Após meses de instabilidade política e econômica, marcados por uma derrota na província de Buenos Aires, denúncias de corrupção e a necessidade de auxílio financeiro dos Estados Unidos, o presidente da Argentina, Javier Milei, obteve uma vitória expressiva nas eleições legislativas de meio de mandato, realizadas neste domingo (26/10).

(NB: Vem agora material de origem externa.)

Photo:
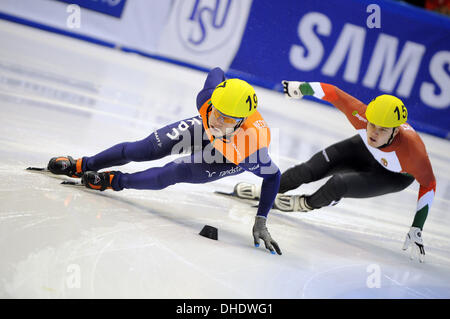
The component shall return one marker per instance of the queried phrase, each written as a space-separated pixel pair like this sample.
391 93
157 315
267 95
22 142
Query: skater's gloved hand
414 239
292 89
260 232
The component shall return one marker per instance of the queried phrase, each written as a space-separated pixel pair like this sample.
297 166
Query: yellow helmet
235 98
386 111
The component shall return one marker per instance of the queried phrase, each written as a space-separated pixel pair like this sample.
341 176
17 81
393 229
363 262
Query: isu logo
207 25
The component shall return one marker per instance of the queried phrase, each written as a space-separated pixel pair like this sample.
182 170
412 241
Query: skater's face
221 125
379 135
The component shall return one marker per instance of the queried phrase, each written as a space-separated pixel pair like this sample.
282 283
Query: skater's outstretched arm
353 108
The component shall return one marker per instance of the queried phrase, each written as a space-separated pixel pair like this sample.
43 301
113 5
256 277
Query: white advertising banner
136 24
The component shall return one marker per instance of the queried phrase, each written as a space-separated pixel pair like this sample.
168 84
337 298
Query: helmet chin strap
391 138
226 136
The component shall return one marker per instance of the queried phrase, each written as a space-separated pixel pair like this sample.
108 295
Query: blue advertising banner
365 48
110 7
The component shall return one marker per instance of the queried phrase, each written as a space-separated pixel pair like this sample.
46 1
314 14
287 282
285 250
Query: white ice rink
60 96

Com 91% das urnas apuradas, o partido governista Libertad Avanza alcançou 40,84% dos votos, conquistando vitórias decisivas em Buenos Aires, Córdoba e Santa Fé. A coalizão opositora Fuerza Pátria + aliados ficou em segundo lugar, com 31,66%.
Em pronunciamento após o resultado, Milei celebrou o desempenho nas urnas:
“Hoje foi um dia histórico. O povo argentino deixou a decadência para trás e escolheu o progresso. Este é o início da construção de uma grande Argentina.”
Nesta eleição, os argentinos renovaram metade da Câmara dos Deputados (127 cadeiras) e um terço do Senado (24 assentos) — um pleito visto como um plebiscito sobre o governo.
O jornal Clarín descreveu o resultado como um “triunfo surpreendente” do presidente, destacando que ele “venceu em quase todo o país”. Analistas esperavam um desempenho inferior do partido governista.
A principal surpresa foi a recuperação de Milei na província de Buenos Aires, onde havia perdido por 14 pontos em setembro e agora aparece ligeiramente à frente da oposição peronista.
Apesar da vitória, o pleito foi marcado por alta abstenção: apenas 66% do eleitorado compareceu, mesmo com o voto obrigatório.
A conquista encerra um dos períodos mais turbulentos do governo Milei, iniciado em dezembro de 2023. Nos últimos meses, o presidente enfrentou queda de popularidade, dificuldades no Congresso e escândalos envolvendo sua irmã, Karina Milei, acusada de participar de um suposto esquema de propinas com empresas farmacêuticas e a Agência Nacional de Pessoas com Deficiência (Andis).
Uma pesquisa da Bloomberg/AtlasIntel (10 a 14 de setembro) apontava 53,7% de desaprovação e 42,4% de aprovação ao governo — o pior índice desde o início do mandato.
Com o novo cenário, o Libertad Avanza ampliará sua bancada na Câmara, embora o Senado siga sob domínio da oposição. O resultado também fragiliza o governador da província de Buenos Aires, Axel Kicillof, visto como principal nome da oposição peronista e potencial adversário de Milei nas eleições presidenciais de 2027.
A vitória ocorre em meio ao apoio político e financeiro do governo dos Estados Unidos, reforçado por um pacote de ajuda econômica exclusivo negociado com o presidente Donald Trump, aliado ideológico de Milei.
Durante um encontro recente na Casa Branca, Trump declarou:
“Vocês vão ganhar a eleição. Vamos apoiá-los totalmente.”
O líder norte-americano, no entanto, condicionou a continuidade desse apoio a uma eventual reeleição de Milei em 2027:
“Se ele perder, não seremos tão generosos com a Argentina”, afirmou Trump, ressaltando que o argentino enfrenta “a extrema esquerda”.